Netflix plans more international launches
Announcing its third quarter results, Netflix said that it now has more than 40 million members – 31.09 million in its domestic market of the US – and is on track to hit 10.5 million international members in Q4.
“Our success this year in increasing international net additions to nearly the level of our domestic net additions shows substantial momentum and confirms our belief there is a big international opportunity for Netflix,” said CEO Reed Hastings and CFO David Wells in a letter to shareholders.
Though Netflix did not name which countries it was looking at next, its said its current international net additions were way up from the prior year at 1.4 million new members, driven by its expansion to the Nordics and the Netherlands since last Q3.

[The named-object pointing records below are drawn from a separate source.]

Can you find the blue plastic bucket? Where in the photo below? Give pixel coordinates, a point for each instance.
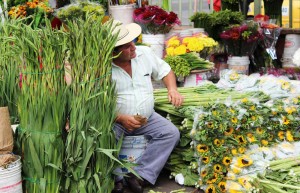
(132, 149)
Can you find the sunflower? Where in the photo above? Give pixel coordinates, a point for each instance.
(203, 173)
(228, 131)
(241, 150)
(217, 168)
(234, 151)
(210, 189)
(244, 161)
(222, 186)
(289, 136)
(205, 159)
(217, 142)
(264, 142)
(234, 120)
(226, 161)
(281, 135)
(259, 131)
(241, 139)
(202, 148)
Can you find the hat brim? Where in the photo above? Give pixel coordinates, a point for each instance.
(134, 30)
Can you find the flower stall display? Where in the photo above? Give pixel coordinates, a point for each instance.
(155, 23)
(34, 12)
(224, 131)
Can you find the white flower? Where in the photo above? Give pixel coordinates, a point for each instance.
(296, 57)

On the content side, Netflix pledged to double its spend on original content in 2014, though its outlay on original content will remain less than 10% of its overall content spend.

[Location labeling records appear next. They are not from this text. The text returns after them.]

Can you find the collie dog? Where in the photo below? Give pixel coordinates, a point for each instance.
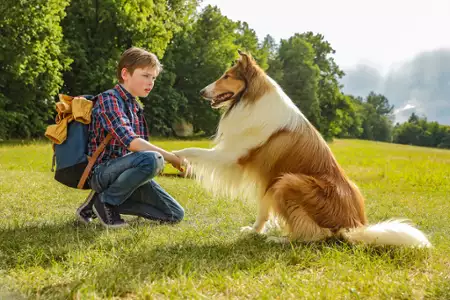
(265, 148)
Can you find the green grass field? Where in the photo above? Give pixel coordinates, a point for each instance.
(45, 254)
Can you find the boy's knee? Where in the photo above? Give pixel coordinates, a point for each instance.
(153, 162)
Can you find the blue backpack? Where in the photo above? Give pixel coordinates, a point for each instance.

“Over the next few years we aspire to support creation of some of the most compelling and remarkable content ever produced,” Netflix said.

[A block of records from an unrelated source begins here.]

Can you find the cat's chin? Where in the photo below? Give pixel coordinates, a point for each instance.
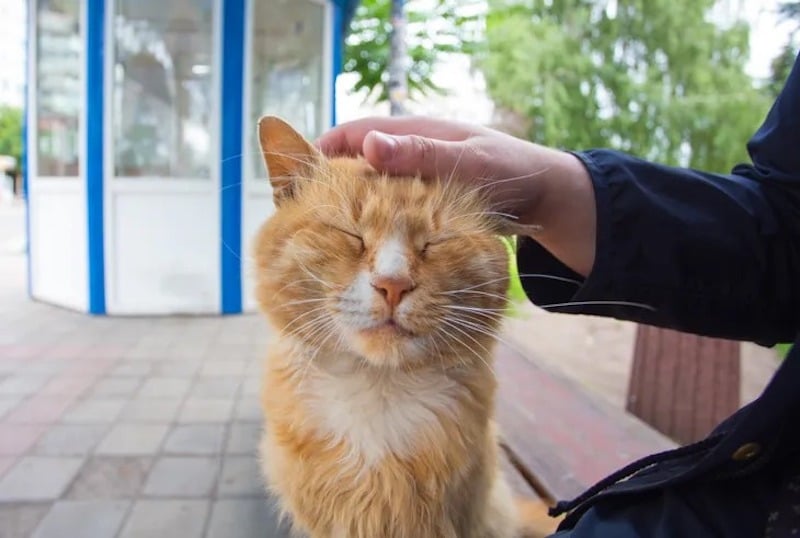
(387, 345)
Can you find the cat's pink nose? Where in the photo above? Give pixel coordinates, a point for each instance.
(392, 288)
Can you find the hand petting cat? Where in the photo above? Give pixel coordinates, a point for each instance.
(548, 190)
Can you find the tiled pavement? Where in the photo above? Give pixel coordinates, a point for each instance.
(127, 427)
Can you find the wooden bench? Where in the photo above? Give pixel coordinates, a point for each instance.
(559, 440)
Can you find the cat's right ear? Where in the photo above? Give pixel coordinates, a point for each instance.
(288, 156)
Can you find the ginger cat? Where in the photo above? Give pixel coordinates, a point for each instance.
(378, 391)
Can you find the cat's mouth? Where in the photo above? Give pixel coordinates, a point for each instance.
(390, 326)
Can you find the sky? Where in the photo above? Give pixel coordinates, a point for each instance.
(467, 99)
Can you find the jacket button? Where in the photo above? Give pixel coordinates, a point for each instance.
(746, 452)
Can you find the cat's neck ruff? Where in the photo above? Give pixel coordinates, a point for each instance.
(378, 412)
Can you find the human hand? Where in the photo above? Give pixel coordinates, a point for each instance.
(480, 156)
(536, 186)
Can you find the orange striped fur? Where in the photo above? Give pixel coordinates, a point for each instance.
(379, 410)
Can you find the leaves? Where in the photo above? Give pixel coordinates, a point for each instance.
(655, 78)
(11, 132)
(435, 28)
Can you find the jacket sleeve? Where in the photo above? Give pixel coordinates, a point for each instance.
(711, 254)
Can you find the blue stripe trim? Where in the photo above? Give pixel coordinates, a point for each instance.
(94, 31)
(25, 157)
(231, 128)
(338, 55)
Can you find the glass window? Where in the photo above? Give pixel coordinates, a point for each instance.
(287, 74)
(58, 87)
(162, 103)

The company does not disclose viewing data, but said Orange is the New Black is the most-watched of its slate of original dramas. It added that while the its original series generate the most headlines, its exclusive acquired series drive more viewing.
Netflix added that original factual programming is in the works: “We will soon expand into original documentaries, a category that does well on the Netflix service,” it said.
Netflix’s total quarterly revenue was US$1.1 billion (€804 million) compared with US$905 million at the same point a year ago. Operating profit was US$57 million versus US$16 million across the same period. The loss from the international operations in the third quarter was US$74 million but will narrow to US$65 million in the fourth quarter, according to Netflix guidance.
Netflix has recently struck deals with Virgin Media and Com Hem and said it is open to working with pay TV operators to launch its service on their networks. “We are open to more of these integrations with cable set-tops around the world, but given the fragmented technology footprints, we think it will be many years before cable set-top boxes match Internet set-top boxes for Netflix streaming volume. As a general rule, we’re happy to support devices from other video providers as long as we get application placement commensurate with our popularity.”